ALBANY, Ga. -- The husband of a nurse who is accused of killing six patients with potassium chloride injections testified Monday his wife's mental state was such she sometimes forgot their lovemaking and gave him 'a puzzled look' when he later mentioned it.
District Attorney Hobart Hind concluded his case earlier in the day without calling nearly 60 witnesses who were scheduled to testify against Terri Rachals, 25, accused of injecting 11 patients with potassium chloride. Six of them died.
Rachals is accused of killing Minnie Houck, 59, Milton Lucas, 69, Norris Morgan, 3, Joe Irvin, 35, Andrew Daniels, 72, and Roger Parker, 36.
The most incriminating evidence presented was a confession taped by the Georgia Bureau of Investigation in which Rachals admitted killing three patients.
'I just couldn't stand to see them suffering anymore,' she said in the taped confession. 'It didn't seem wrong to me -- it seemed like I was helping them. There were tubes all in them everywhere.'
Defense Attorney George Donaldson III opened his case with several witnesses, including Rachals' husband, Roger, who described the couple's sex life and Rachals' odd behavior.
He said on several instances they would go to bed and his wife would get out of bed and go into the walk-in closet and put on a revealing nightgown. Roger Rachals said when she returned to bed they would make love. When they finished she would go back into the closet, change, return to bed and sleep.

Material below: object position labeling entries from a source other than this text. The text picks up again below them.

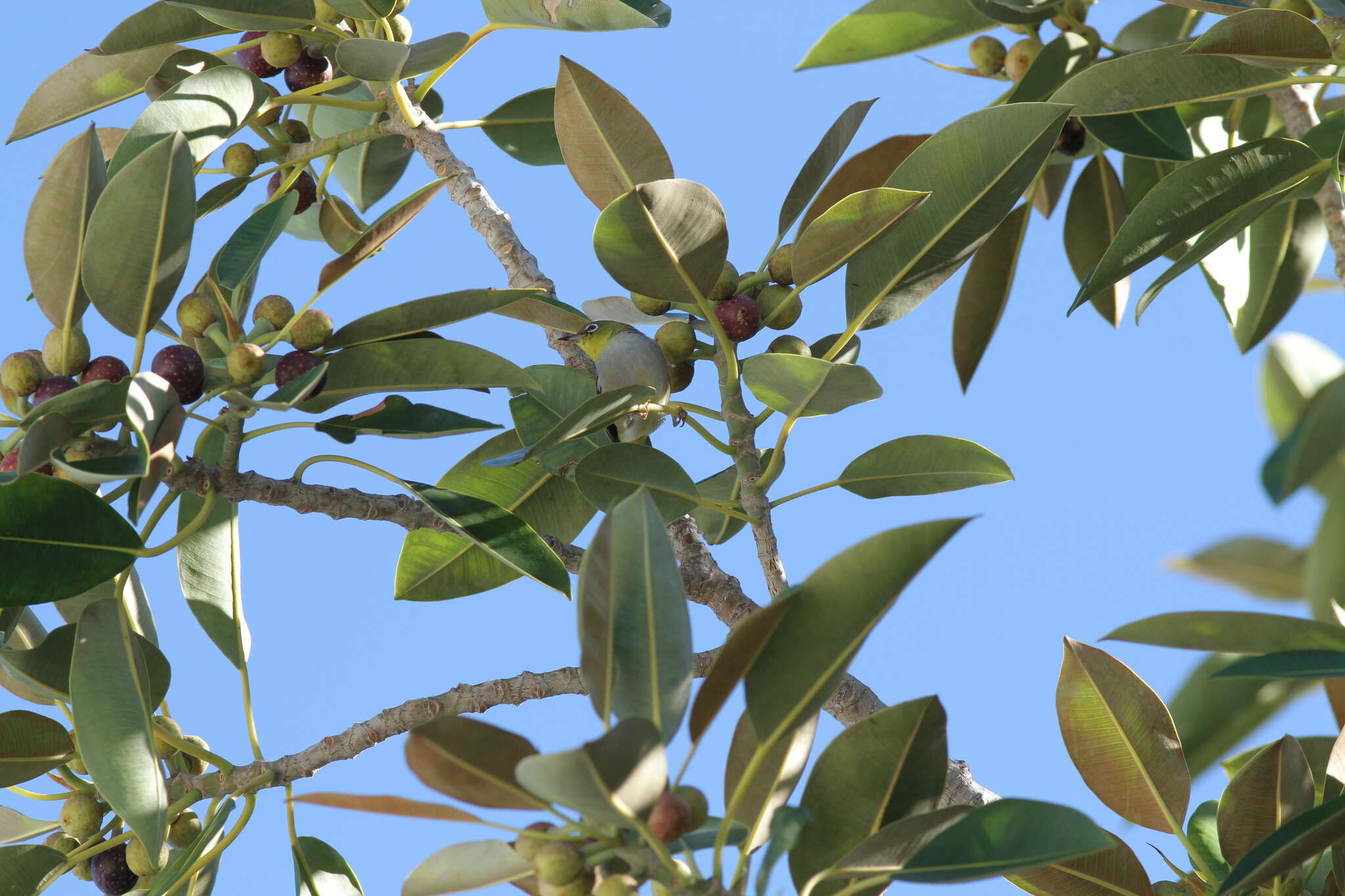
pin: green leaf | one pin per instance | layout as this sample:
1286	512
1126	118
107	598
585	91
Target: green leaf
985	293
1122	739
85	85
499	534
833	613
921	465
1232	631
54	234
141	236
607	144
635	633
1262	567
807	386
412	366
525	128
57	539
609	781
615	472
891	27
879	770
667	238
1162	77
471	761
1197	196
848	227
463	867
974	186
110	702
30	744
821	163
424	314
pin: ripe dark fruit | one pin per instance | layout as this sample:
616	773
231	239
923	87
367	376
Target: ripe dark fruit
250	56
670	817
105	367
740	317
51	387
183	370
110	872
303	184
294	366
309	72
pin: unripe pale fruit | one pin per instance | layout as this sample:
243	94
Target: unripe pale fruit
740	317
81	816
782	265
558	863
195	313
105	367
110	872
726	285
276	309
20	373
789	344
250	56
677	340
183	368
1020	58
651	307
65	358
780	307
280	49
240	160
311	331
670	817
988	55
246	363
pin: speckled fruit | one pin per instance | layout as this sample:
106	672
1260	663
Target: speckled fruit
558	863
250	56
240	160
110	872
276	309
677	340
780	307
183	368
309	70
988	55
311	331
81	816
670	817
105	367
20	373
303	184
195	313
740	317
782	265
65	358
651	307
294	366
51	387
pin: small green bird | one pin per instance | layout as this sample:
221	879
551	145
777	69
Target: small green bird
626	356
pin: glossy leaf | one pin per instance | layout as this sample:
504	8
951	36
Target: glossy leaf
141	236
635	633
607	144
1121	739
667	238
891	27
471	761
110	702
985	293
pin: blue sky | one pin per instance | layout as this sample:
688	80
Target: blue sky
1129	446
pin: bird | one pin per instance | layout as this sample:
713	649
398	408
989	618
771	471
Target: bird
626	356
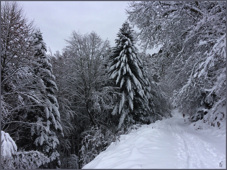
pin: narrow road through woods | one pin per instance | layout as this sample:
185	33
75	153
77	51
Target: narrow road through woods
169	143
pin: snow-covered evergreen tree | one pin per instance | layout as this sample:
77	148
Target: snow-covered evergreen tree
47	115
126	70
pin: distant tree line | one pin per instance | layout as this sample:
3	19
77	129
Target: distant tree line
62	110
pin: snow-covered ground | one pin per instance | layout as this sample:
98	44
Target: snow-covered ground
170	143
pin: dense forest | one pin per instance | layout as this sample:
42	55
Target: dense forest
62	110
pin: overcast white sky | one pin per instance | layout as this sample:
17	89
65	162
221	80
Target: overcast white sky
57	19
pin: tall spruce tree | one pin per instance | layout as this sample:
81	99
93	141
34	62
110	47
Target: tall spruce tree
126	70
47	115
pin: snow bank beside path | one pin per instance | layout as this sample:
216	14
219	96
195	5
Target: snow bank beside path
170	143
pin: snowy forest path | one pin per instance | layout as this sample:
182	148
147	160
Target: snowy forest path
169	143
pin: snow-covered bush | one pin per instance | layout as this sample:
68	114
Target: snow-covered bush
94	141
11	159
70	162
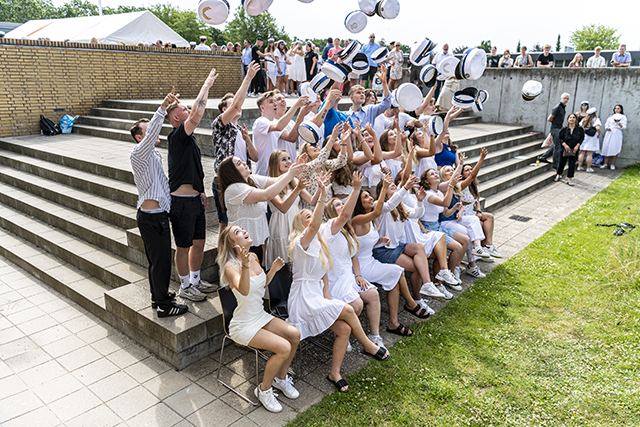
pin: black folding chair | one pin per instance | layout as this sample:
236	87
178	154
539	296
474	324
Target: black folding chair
229	303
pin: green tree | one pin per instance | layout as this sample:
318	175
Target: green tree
485	45
590	36
243	26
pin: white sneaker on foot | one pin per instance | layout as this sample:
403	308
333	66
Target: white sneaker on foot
492	251
445	292
268	399
475	272
447	277
191	293
286	387
479	252
430	290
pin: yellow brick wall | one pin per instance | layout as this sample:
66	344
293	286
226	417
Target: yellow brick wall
38	77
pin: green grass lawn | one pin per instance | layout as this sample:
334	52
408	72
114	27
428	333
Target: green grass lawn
549	338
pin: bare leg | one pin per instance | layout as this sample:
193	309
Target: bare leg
371	299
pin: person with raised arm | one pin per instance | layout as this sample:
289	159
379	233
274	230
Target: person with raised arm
188	199
311	308
154	205
250	324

'The next morning I would tell her how I enjoyed it and how much I appreciated it and she would look at me with a puzzled look,' he said.
Donaldson said he will prove his client should be judged innocent because she is mentally ill.

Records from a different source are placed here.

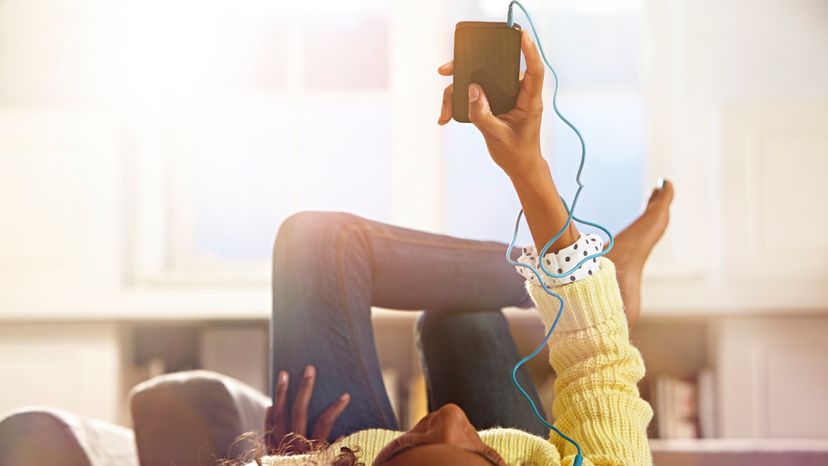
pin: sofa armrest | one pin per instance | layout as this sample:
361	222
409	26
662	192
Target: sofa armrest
45	436
195	417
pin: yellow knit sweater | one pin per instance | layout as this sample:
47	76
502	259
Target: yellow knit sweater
596	398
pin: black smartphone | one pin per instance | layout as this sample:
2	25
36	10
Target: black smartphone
488	54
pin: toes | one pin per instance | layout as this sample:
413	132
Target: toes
662	196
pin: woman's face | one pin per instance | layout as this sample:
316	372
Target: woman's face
443	437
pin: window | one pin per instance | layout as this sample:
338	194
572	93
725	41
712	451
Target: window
268	108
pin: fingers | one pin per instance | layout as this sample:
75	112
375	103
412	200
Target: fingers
277	422
447	110
446	69
531	87
328	418
480	113
299	413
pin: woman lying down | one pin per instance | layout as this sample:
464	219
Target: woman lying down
330	268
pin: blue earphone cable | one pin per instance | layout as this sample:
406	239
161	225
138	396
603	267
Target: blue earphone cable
570	216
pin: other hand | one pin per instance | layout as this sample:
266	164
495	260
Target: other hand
281	421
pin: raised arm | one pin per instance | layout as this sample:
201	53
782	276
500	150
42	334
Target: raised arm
513	140
596	398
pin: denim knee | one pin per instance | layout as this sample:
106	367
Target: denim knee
308	231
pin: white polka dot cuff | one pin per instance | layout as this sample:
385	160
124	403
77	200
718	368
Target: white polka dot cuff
562	261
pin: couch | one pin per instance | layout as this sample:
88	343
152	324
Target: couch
192	418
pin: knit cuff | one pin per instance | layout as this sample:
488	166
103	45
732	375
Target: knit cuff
587	302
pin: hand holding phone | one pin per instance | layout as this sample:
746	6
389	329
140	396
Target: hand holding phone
513	137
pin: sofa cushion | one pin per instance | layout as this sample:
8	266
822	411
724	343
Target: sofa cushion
45	436
194	418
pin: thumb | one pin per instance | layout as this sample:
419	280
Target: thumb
480	113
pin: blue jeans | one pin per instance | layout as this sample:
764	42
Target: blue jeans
330	268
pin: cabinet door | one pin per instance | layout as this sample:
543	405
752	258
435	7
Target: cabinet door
773	378
60	186
75	367
775	161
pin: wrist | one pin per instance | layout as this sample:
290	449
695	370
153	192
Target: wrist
531	170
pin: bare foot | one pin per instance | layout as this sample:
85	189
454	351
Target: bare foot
634	244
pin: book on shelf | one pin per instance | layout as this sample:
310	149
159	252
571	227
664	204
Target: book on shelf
684	407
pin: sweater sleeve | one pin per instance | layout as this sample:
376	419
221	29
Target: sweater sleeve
597	402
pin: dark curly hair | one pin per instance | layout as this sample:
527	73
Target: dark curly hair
292	444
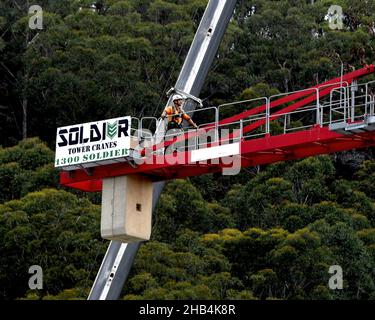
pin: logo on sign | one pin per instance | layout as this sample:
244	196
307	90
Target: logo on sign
93	142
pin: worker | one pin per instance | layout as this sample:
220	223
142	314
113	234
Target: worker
176	114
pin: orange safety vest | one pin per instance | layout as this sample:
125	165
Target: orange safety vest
175	116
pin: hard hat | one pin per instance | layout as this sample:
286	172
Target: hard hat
178	97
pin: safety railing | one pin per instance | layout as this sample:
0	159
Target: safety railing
259	117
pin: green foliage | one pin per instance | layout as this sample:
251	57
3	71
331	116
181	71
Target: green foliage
53	229
24	168
269	233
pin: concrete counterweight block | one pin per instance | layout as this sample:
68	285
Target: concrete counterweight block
126	208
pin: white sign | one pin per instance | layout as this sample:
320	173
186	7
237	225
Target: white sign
92	144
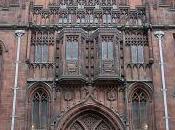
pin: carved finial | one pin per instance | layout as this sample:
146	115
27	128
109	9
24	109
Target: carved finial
19	33
159	34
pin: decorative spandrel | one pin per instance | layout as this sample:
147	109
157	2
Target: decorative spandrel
90	121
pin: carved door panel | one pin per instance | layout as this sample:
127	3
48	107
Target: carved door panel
90	121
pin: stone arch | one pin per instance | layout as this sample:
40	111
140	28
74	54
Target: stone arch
142	86
75	116
39	85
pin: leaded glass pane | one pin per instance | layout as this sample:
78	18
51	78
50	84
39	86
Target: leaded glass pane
75	50
44	114
110	50
140	111
140	54
104	50
45	53
68	50
38	53
104	18
35	115
134	53
72	50
39	110
109	18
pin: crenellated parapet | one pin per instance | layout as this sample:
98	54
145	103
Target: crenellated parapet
87	15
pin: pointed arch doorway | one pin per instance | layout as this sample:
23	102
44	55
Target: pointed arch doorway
90	121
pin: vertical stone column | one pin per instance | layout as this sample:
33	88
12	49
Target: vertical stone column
159	35
19	34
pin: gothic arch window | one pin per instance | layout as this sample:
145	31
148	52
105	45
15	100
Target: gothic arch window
107	48
72	48
40	110
137	53
140	110
1	50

'She suffers from a disease or disorder that causes her to do unusual things and has periods of time when she can't remember what took place,' Donaldson said.

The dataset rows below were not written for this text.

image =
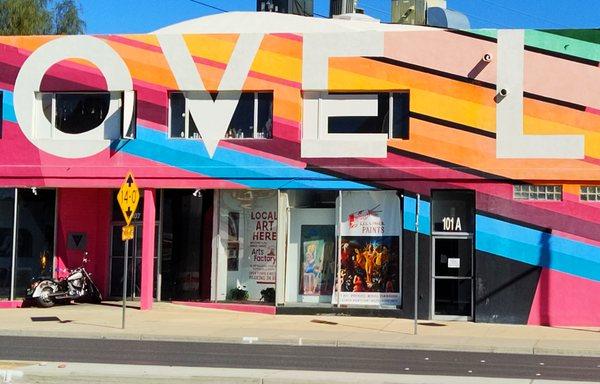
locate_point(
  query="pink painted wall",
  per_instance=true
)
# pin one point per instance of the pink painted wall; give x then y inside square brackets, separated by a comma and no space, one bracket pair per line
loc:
[87,211]
[565,300]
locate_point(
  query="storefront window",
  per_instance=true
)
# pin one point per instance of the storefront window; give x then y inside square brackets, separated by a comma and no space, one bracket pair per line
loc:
[310,253]
[7,201]
[369,256]
[365,257]
[248,247]
[35,236]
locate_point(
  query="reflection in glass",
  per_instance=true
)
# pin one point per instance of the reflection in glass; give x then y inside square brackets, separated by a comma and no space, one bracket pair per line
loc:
[453,297]
[177,101]
[35,236]
[317,266]
[81,112]
[7,201]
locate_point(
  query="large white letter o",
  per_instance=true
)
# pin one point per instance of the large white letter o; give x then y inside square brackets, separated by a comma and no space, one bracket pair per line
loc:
[30,76]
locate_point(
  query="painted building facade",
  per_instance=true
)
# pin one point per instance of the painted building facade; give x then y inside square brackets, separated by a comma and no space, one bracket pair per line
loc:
[282,152]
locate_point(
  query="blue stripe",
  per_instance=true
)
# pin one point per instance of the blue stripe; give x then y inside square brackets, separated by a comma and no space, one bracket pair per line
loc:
[235,166]
[8,109]
[538,248]
[410,205]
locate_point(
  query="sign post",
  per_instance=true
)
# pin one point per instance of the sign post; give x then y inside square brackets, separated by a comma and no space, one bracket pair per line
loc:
[417,263]
[128,198]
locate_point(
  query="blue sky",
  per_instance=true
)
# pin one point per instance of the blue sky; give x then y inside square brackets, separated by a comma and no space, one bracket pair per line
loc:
[143,16]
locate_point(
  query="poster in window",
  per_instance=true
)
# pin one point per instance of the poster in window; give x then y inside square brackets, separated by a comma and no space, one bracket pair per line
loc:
[369,256]
[262,243]
[312,267]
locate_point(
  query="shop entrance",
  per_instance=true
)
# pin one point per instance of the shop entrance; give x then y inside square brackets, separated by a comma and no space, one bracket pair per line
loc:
[134,262]
[453,229]
[310,268]
[452,284]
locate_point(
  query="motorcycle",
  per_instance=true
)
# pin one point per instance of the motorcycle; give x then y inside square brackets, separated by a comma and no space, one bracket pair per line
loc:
[78,285]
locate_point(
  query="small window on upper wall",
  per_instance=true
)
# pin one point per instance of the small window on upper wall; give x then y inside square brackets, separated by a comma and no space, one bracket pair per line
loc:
[392,121]
[62,115]
[537,192]
[252,118]
[1,112]
[590,193]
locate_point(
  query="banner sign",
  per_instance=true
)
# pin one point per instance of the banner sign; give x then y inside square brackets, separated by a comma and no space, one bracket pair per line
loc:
[370,247]
[262,243]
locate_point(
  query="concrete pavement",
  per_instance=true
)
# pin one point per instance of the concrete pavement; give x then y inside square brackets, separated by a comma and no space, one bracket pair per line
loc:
[181,323]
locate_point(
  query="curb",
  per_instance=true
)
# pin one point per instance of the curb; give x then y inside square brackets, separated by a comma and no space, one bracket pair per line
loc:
[302,342]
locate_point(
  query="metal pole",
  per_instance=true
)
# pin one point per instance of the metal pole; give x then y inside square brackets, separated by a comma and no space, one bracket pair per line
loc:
[338,255]
[15,241]
[417,263]
[126,260]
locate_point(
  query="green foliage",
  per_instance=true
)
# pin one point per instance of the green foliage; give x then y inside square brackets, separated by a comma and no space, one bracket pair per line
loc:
[238,294]
[40,17]
[268,295]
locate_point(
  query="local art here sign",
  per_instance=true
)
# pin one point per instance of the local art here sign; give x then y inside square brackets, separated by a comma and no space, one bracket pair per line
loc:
[261,245]
[369,272]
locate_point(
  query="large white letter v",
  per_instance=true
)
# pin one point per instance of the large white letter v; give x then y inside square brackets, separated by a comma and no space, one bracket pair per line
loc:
[211,117]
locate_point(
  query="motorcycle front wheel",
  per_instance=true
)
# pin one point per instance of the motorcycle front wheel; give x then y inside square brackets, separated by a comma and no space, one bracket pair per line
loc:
[45,300]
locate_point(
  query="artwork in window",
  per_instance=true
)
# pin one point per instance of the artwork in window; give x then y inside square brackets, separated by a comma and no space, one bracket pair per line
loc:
[252,118]
[81,112]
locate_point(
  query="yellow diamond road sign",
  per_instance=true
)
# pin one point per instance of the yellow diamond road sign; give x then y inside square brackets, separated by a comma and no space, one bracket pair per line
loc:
[127,232]
[128,197]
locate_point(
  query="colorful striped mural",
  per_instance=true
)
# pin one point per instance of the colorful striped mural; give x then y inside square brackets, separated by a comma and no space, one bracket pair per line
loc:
[455,125]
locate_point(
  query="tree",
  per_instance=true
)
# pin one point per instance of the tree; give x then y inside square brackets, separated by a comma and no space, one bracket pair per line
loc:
[40,17]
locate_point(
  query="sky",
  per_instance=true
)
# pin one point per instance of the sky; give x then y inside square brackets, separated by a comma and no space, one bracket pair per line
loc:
[143,16]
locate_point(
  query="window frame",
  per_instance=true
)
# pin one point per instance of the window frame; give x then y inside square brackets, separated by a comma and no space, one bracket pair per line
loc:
[53,133]
[534,192]
[324,118]
[589,192]
[188,117]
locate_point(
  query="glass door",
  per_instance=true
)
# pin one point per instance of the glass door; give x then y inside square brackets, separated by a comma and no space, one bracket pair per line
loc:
[452,282]
[134,262]
[310,256]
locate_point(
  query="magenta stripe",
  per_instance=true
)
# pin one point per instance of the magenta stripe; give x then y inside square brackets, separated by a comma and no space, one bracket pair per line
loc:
[289,36]
[274,79]
[132,43]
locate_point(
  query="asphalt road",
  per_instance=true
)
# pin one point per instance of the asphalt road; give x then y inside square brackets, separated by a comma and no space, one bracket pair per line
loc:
[256,356]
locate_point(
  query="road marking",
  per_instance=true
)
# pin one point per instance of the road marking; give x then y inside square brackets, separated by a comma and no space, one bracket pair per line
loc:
[249,339]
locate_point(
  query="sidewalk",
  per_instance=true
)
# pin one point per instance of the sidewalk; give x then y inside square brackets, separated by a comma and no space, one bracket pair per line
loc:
[182,323]
[50,373]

Donaldson said he planned to call Rachals to testify on her own behalf Tuesday morning.
Donaldson said his client experienced trauma as a child.
He said she was raped by her adopted father when she was 11 years old and that act affected her actions and memory later, causing her to confess to inject lethal doses of potassium chloride into the patients.
Maples in earlier testimony denied raping Rachals, who was adopted when she was 2 years old.
The last state witness was Atlanta statistician Dr. Dale Franks, who concluded an abnormal number of cardiac arrests at Phoebe Putney Hospital. Hind said testimony last week was so powerful no additional witnesses were needed.
'In the past 11 years I've served the county in this office, I've never been favored with witnesses who came across as clearly, intelligently and positively,' Hind said.
'So I've been able to remove those that are repititious and have presented to the jury the nitty gritty,' he said.